The Tirumala Tirupati Devasthanam (TTD) has announced that Anjanadri, one of the seven Tirumala hills, was the birth place of Lord Hanuman. As announced earlier, the TTD’s proclamation came on Wednesday, on the occasion of Ram Navami.
Announcing the findings of a four-month long study, Acharya Muralidhar Sarma, Vice Chancellor of the National Sanskrit University, said here that the study has established that the faithful aide of Lord Ram was born at the Japali Theertham or natural water spring in the Anjanadri hills, one of the 20 names by which the Venkatachalam hill is known.
Sarma said that their findings are derived from the information present in the ‘Puranic’ anthologies, literary and epigraphic evidences, and geographical references.
Sarma said that evidence was collected from 12 Puranas. Similarly, verses from Kamba’s Ramayanam and Annamacharya’s compositions provided literary evidence while epigraphic evidence was derived from the 12th and 13th century inscriptions found in the Tirumala temple, inscriptions in the Varadaraja Swamy temple at Kanchipuram, and Sawal-e-Jawab, a record of practices at Tirumala dating back to 1801-02.
For geographical validation, the committee turned to the Skanda Purana, where Sage Matanga tells Hanuman’s mother Anjani Devi that Venkatachalam is to the north of Swarnamukhi river and located at a distance of 12 yojanas from Ahobilam, in present-day Kurnool district of Andhra Pradesh.

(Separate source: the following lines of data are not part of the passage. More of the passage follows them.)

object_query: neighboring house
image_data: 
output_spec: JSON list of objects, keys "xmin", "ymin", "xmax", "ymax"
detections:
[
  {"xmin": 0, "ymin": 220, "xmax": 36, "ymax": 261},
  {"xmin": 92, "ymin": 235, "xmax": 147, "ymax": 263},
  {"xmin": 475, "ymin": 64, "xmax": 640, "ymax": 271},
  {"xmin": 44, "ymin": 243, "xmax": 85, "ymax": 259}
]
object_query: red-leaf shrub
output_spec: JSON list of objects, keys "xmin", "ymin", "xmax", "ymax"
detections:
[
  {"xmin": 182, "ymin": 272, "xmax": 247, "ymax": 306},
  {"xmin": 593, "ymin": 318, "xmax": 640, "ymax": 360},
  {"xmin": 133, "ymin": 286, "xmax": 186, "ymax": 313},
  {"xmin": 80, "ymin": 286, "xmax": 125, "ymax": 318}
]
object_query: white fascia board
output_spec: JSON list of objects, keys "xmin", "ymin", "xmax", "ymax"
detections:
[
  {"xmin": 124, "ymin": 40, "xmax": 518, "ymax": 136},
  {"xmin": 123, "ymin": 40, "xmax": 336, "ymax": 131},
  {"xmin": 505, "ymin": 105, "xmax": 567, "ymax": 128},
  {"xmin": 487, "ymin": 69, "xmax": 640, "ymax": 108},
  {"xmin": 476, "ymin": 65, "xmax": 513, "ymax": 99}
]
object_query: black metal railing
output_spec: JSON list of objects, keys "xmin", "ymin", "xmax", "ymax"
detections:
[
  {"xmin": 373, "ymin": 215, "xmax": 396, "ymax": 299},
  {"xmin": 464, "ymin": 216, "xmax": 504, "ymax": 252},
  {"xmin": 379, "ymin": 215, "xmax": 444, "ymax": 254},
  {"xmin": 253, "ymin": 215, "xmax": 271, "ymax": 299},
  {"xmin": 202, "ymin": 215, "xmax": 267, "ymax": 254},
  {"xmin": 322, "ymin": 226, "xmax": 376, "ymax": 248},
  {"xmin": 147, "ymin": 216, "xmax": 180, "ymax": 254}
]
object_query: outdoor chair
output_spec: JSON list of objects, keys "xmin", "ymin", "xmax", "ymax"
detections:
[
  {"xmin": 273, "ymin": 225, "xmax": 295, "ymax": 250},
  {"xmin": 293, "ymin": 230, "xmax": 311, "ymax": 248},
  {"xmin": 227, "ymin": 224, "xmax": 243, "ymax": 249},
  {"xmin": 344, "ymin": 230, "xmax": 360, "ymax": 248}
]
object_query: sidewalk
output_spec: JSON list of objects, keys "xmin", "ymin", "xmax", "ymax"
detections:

Also present on the occassion were Tamil Nadu Governor Banwarilal Purohit and TTD Executive Officer K.S. Jawahar Reddy, who had set up the committee to identify Lord Hanuman’s birth place.
The TTD committee’s findings come in the face of claims made by several states such as Karnataka, Jharkhand, Gujarat and Haryana, of being the birth place of Lord Hanuman.
“Hampi in Karnataka is not the birth place of Hanuman, as is being claimed for long. Hampi is the Kishkinda of yore while Venkatachalam is Anjanadri. Their conversation makes it amply clear when Sugreeva asks Hanuman to bring Vanaras from Anjanadri. If it was in Kishkinda, he would not have asked that way,” Sarma explained.
The TTD committee comprised Sri Venkateswara Veda Viswavidyalayam VC Acharya Sannidhanam Sudhakar Sarma; Acharya Rani Sadasiva Murthy; Acharya Janamaddi Ramakrishna; ISRO scientist Remella Murthy; Acharya Muralidhar Sarma and Andhra Pradesh archeological department deputy director Vijay Kumar.
Akella Vibheeshana Sarma, head of the TTD SV University’s Vedadhyayana project, was the convenor of the committee.